HealthDay News — Patients with recent stroke are rarely screened and treated for osteoporosis, according to a study published online April 25 in Stroke.
Noting that stroke is a risk factor for subsequent osteoporosis and fractures, Eshita Kapoor, from the University of Toronto, and colleagues identified patients aged ≥65 years who were seen in the emergency department or hospitalized with stroke at 11 regional stroke centers and discharged alive to examine the rates and predictors of screening and treatment for bone loss. The authors calculated the cumulative incidence of screening with bone mineral density testing and treatment with medications for fracture prevention within one year after the index stroke, while accounting for the competing risk for death.

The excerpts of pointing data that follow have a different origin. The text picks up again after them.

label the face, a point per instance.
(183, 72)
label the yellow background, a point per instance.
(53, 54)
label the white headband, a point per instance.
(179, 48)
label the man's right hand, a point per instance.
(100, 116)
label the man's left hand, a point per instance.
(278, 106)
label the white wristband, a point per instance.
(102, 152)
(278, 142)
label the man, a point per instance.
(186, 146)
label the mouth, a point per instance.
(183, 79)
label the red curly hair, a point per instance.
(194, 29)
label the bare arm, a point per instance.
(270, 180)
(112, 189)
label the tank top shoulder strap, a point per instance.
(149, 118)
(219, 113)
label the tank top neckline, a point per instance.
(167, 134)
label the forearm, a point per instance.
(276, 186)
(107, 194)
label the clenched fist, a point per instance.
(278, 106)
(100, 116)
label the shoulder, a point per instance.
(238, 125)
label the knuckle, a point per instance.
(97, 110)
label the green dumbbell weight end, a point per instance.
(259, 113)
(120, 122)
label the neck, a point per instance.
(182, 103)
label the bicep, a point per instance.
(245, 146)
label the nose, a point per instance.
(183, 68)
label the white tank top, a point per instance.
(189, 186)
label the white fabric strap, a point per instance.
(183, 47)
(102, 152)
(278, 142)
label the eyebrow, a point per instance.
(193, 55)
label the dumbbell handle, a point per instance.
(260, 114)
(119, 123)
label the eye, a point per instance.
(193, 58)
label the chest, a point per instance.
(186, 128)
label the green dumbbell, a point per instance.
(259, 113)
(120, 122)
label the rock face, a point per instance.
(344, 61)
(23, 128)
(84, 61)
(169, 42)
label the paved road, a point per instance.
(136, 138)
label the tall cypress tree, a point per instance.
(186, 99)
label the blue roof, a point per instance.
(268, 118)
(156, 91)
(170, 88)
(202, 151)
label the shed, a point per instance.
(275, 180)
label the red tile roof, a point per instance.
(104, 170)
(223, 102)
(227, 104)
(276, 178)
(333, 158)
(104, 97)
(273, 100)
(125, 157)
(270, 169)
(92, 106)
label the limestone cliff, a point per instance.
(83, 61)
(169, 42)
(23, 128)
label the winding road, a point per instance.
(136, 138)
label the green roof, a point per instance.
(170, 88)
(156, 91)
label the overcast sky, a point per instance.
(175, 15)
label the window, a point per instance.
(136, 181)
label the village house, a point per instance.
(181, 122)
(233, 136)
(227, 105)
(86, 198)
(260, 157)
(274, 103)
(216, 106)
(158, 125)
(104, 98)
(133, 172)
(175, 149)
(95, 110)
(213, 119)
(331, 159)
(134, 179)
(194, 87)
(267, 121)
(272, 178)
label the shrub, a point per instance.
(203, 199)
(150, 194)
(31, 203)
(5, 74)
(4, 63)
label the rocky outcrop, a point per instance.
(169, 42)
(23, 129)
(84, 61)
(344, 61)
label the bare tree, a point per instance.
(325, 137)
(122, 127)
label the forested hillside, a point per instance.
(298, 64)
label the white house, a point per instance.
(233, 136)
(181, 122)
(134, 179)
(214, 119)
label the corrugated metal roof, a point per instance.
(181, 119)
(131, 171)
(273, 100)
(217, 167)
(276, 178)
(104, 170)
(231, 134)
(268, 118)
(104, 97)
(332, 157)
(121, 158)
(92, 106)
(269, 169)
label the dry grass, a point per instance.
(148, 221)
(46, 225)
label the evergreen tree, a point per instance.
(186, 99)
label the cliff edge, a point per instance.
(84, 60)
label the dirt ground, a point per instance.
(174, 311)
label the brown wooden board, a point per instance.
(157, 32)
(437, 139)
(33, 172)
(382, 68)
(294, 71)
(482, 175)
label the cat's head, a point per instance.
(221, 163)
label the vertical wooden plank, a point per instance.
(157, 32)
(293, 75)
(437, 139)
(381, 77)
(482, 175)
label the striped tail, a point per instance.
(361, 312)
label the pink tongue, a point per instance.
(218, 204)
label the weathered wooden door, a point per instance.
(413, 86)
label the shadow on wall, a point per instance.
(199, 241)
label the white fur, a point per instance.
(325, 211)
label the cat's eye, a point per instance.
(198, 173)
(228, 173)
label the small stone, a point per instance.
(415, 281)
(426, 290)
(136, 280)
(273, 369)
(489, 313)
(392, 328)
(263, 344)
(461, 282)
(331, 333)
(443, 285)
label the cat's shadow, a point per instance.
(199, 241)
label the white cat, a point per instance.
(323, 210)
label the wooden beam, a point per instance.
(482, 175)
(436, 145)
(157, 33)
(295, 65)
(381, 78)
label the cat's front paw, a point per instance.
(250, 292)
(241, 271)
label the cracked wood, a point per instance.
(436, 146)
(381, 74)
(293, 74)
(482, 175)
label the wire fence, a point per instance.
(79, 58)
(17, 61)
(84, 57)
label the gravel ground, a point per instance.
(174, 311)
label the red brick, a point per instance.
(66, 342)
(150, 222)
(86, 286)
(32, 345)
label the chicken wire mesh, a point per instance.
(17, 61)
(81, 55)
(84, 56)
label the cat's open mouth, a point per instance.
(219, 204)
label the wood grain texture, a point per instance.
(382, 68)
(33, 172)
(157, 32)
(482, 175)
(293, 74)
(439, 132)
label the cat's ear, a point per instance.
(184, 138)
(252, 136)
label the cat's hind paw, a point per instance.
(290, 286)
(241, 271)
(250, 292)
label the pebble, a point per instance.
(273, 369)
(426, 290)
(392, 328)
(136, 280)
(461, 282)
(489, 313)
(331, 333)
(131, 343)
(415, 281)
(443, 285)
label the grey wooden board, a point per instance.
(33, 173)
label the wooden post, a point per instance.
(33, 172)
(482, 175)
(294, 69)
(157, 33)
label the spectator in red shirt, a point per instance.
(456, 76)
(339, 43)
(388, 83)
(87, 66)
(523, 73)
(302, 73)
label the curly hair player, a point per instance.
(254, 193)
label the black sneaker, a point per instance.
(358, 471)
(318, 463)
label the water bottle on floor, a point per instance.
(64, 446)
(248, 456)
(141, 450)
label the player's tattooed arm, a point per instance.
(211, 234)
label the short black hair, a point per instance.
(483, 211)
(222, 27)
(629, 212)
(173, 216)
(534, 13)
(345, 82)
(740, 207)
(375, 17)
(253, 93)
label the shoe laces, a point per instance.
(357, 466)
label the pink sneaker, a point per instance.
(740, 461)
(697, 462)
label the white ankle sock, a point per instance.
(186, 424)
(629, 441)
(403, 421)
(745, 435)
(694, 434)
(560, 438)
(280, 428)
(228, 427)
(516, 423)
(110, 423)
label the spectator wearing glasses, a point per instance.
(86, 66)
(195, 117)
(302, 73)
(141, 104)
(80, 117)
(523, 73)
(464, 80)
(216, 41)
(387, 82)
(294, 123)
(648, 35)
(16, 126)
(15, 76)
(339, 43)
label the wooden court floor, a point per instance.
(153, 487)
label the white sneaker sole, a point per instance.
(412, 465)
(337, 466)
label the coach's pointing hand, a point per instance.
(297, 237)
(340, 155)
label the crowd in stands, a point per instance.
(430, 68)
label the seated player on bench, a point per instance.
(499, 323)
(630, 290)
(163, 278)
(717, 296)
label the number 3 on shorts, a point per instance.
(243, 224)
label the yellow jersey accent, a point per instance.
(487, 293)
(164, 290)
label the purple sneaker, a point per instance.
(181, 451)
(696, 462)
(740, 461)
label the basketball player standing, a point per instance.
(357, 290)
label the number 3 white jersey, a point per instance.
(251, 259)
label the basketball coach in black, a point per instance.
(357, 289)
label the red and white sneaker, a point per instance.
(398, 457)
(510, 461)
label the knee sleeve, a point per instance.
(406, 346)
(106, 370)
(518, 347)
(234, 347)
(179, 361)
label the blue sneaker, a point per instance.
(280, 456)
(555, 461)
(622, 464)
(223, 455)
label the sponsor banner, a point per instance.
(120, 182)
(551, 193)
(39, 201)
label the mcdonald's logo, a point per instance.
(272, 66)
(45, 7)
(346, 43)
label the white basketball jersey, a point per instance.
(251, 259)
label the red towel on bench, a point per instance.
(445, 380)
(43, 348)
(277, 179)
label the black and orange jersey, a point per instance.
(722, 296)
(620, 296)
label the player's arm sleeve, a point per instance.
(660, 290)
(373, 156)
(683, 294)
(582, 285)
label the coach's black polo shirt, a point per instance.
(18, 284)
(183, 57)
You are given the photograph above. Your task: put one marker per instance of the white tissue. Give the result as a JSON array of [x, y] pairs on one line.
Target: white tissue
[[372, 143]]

In the sample of 16,581 patients, the researchers found that 5.1% overall and 2.9% of those without prior testing underwent screening with bone mineral density testing; medications for fracture prevention were prescribed within one year after stroke for 15.5% overall and 3.2% of those not previously on treatment. In all subgroups of patients, the results were similar. Increased rates of osteoporosis pharmacotherapy were seen in association with female sex, prestroke osteoporosis, and poststroke falls and fractures.
“This study highlights low rates of testing and treatment for osteoporosis after stroke, despite the elevated risk of low-trauma fractures in this population,” the authors write.
One author disclosed financial ties to the pharmaceutical industry.